– Cieszę się, że mogłem pomóc – mówi Adam Małysz, najlepszy polski skoczek narciarki, który w sobotę pożegnał się ze sportem i kibicami.
– Trzymam kciuki za naszego małego bohatera. Wierze, ze wszystko skończy się szczęśliwie. Panu Radosławowi dziękuje, ze nie będąc obojętnym na los Michałka, przyłączył się i wygrał licytacje.
Radosław Kubik, najpierw solo, a potem z rodzina, towarzyszył skoczkowi na każdych zawodach przez 17 lat. Nie mogło go zabraknąć podczas ostatniego skoku w Zakopanem. Z rodzinnej Szprotawy w województwie lubuskim jechał na benefis Małysza kilkanaście godzin. Na przekazanie wylicytowanego kombinezonu „Gazeta Krakowska” umówiła go z Apoloniuszem Tajnerem. Spotkanie z „Orłem z Wisły”
jeszcze w piątek wydawało się nierealne. A jednak wszystko jest możliwe.
–Nawet nie marzyłem o spotkaniu z Adamem Małyszem – mówi Radosław Kubik. – Kiedy staniałem przed nim, nie wiedziałem co powiedzieć. Az mi się ręce trzęsły.
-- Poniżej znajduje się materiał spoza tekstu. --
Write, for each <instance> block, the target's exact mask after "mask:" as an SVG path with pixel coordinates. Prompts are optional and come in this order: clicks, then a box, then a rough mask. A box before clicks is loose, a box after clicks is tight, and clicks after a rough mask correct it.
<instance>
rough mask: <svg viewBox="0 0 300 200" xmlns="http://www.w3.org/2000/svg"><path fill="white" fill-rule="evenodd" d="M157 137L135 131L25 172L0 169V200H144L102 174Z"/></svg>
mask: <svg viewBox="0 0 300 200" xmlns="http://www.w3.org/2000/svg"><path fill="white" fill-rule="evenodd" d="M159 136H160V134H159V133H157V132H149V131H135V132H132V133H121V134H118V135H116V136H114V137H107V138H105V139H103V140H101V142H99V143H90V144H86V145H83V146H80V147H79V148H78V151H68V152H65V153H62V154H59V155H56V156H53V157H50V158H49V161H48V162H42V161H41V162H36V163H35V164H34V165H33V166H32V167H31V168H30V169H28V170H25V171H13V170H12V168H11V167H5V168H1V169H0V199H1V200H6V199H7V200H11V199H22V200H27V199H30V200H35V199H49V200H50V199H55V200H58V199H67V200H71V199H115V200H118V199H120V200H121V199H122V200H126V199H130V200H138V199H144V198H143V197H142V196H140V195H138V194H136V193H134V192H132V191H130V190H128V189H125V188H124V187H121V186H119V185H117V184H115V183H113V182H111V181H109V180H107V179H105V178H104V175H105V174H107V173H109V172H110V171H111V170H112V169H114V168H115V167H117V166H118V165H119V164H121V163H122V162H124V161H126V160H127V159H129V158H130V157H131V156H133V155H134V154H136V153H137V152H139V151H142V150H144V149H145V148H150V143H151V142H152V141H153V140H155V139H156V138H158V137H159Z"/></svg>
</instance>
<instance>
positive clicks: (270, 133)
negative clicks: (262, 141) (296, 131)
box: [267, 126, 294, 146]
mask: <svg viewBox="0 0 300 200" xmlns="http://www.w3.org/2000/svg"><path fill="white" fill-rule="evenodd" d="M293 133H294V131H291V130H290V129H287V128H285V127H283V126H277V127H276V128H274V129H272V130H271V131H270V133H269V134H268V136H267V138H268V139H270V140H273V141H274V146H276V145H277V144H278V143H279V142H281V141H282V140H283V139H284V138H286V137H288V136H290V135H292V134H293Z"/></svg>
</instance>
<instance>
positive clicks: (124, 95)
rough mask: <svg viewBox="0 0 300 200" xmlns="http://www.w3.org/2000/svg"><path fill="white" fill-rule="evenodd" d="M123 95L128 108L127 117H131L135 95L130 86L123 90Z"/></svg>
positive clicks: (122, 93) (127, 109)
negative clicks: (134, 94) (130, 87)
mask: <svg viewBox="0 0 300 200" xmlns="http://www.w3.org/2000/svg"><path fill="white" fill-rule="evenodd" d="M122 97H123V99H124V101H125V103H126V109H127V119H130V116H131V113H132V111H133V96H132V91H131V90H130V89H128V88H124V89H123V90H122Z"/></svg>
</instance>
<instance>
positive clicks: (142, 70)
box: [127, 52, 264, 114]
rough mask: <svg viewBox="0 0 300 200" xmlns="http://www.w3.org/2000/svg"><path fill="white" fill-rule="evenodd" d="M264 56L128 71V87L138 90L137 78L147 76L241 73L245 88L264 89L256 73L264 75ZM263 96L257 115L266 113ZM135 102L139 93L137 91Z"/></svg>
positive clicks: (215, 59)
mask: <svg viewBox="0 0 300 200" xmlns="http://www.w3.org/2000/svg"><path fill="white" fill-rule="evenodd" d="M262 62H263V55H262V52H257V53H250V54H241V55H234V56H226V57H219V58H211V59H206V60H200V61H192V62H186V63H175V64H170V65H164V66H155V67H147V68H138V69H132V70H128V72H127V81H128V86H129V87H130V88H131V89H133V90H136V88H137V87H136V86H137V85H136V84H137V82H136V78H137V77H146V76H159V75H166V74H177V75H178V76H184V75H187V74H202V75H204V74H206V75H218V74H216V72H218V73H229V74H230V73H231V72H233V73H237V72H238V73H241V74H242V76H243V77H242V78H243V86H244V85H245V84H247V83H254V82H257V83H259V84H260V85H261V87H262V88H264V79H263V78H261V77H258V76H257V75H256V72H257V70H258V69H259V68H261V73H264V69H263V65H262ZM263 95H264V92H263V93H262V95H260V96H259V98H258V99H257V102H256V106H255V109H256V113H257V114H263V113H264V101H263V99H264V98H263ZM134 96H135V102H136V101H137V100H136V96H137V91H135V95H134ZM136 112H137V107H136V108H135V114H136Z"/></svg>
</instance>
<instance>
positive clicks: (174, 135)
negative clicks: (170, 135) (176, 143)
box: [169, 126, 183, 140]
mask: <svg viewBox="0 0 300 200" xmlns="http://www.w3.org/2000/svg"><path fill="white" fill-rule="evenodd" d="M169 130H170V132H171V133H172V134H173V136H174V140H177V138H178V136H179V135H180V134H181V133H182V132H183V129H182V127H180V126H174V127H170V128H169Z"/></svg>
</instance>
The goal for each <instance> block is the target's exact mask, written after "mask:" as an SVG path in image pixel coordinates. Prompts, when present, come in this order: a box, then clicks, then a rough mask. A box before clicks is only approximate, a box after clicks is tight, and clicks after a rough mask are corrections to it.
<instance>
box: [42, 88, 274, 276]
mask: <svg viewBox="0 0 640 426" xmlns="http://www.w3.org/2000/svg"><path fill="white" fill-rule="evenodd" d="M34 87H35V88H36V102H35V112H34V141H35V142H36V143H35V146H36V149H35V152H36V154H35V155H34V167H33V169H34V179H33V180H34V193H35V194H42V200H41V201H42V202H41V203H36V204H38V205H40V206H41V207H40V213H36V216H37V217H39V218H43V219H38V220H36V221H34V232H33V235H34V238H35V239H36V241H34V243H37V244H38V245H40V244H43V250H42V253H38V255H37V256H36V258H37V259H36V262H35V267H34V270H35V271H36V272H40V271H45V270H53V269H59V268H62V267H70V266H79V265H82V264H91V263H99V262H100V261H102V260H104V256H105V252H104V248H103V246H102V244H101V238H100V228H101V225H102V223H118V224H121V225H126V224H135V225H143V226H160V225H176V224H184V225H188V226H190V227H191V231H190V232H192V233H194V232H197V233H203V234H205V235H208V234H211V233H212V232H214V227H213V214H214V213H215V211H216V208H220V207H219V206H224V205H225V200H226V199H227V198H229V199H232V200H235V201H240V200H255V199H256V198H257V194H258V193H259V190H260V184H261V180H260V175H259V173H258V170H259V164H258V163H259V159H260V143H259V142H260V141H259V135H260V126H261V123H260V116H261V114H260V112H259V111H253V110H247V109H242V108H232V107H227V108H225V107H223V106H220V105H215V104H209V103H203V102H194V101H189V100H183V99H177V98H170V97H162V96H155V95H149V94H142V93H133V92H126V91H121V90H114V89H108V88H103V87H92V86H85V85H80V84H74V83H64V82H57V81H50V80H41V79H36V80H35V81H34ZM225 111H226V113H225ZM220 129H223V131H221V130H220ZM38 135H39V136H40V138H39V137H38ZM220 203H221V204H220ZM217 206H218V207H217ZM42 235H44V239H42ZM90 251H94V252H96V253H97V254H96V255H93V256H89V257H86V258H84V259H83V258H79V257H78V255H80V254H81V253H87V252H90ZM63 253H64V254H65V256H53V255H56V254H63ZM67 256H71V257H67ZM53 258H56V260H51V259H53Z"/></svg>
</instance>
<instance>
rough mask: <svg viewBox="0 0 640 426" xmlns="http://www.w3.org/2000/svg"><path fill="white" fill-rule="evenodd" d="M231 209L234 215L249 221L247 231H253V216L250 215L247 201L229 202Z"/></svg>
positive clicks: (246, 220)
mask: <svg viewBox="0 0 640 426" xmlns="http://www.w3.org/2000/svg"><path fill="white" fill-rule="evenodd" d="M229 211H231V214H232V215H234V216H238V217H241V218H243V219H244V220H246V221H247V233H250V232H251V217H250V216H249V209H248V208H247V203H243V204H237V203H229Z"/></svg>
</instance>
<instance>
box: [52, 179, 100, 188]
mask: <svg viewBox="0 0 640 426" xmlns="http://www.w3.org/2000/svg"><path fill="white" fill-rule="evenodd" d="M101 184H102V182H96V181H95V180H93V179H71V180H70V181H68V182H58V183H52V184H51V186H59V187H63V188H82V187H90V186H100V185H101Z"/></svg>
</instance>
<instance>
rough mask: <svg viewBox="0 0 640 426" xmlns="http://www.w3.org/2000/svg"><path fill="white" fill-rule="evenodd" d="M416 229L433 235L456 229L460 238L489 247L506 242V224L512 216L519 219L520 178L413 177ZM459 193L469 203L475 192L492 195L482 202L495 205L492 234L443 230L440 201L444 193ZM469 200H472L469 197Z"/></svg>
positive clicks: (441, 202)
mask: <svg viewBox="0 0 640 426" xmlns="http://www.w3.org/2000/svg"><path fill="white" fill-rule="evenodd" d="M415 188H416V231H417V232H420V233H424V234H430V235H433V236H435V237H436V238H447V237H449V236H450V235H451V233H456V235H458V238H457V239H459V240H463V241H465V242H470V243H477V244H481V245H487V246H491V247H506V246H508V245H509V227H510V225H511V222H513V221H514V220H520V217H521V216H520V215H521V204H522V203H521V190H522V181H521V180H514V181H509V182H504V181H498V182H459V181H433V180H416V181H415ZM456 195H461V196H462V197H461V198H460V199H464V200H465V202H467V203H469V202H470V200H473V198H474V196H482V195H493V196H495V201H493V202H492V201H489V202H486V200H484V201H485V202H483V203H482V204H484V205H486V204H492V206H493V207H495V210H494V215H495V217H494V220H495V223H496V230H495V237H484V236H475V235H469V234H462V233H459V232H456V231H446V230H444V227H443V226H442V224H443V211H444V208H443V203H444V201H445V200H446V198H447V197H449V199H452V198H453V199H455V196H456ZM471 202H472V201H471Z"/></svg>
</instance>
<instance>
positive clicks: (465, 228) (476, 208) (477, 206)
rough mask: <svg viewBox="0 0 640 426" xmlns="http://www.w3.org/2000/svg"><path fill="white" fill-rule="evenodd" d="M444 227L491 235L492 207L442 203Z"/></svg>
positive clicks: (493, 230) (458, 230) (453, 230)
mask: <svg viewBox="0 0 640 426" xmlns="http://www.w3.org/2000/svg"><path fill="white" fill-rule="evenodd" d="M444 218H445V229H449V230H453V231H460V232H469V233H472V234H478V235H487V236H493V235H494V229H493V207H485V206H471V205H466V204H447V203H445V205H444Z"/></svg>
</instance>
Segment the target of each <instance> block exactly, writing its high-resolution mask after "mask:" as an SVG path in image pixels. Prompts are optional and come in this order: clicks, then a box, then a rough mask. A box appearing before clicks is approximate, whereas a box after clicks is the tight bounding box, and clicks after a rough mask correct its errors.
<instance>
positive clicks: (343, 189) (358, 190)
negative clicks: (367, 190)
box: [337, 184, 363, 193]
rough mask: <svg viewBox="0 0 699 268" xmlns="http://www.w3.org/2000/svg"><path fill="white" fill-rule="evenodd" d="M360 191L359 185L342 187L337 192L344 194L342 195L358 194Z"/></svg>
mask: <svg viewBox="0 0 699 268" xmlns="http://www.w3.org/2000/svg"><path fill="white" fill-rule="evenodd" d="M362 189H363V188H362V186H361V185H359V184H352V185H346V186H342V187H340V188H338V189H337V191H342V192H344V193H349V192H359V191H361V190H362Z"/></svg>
Tych wrażeń nie zapomnę do końca życia.
Bohater aukcji internetowej i jego rodzina, dla której Małysz złożył autografy, nie spała cała noc z wrażenia.
– Super sportowiec, a przy tym przemiły i przesympatyczny człowiek – dodaje Pan Radosław.
–W życiu bym nie przypuszczał, ze spotkam się z nim ręka w rękę. A już przy takiej okazji jak benefis, kiedy wszyscy na niego czekali, a harmonogram miał tak napięty, tym bardziej. Dziękuję „Gazecie Krakowskiej” za możliwość spotkania z naszym idolem Adamem Małyszem i oczywiście za sposobność pomocy
Małemu Michałkowi.
Radosław Kubik nie powiedział ostatniego słowa. Jak obiecał, jego rodzinna firma przekaże 1 proc. podatku na rzecz Michałka, tj. 3,7 tysiąca złotych. Chęcią pomocy zaraził dwie inne firmy. Kiedy Pan Radosław ochłonie z emocji i nacieszy się wylicytowanym kombinezonem Małysza, odda go „Gazecie Krakowskiej” na...kolejną licytację.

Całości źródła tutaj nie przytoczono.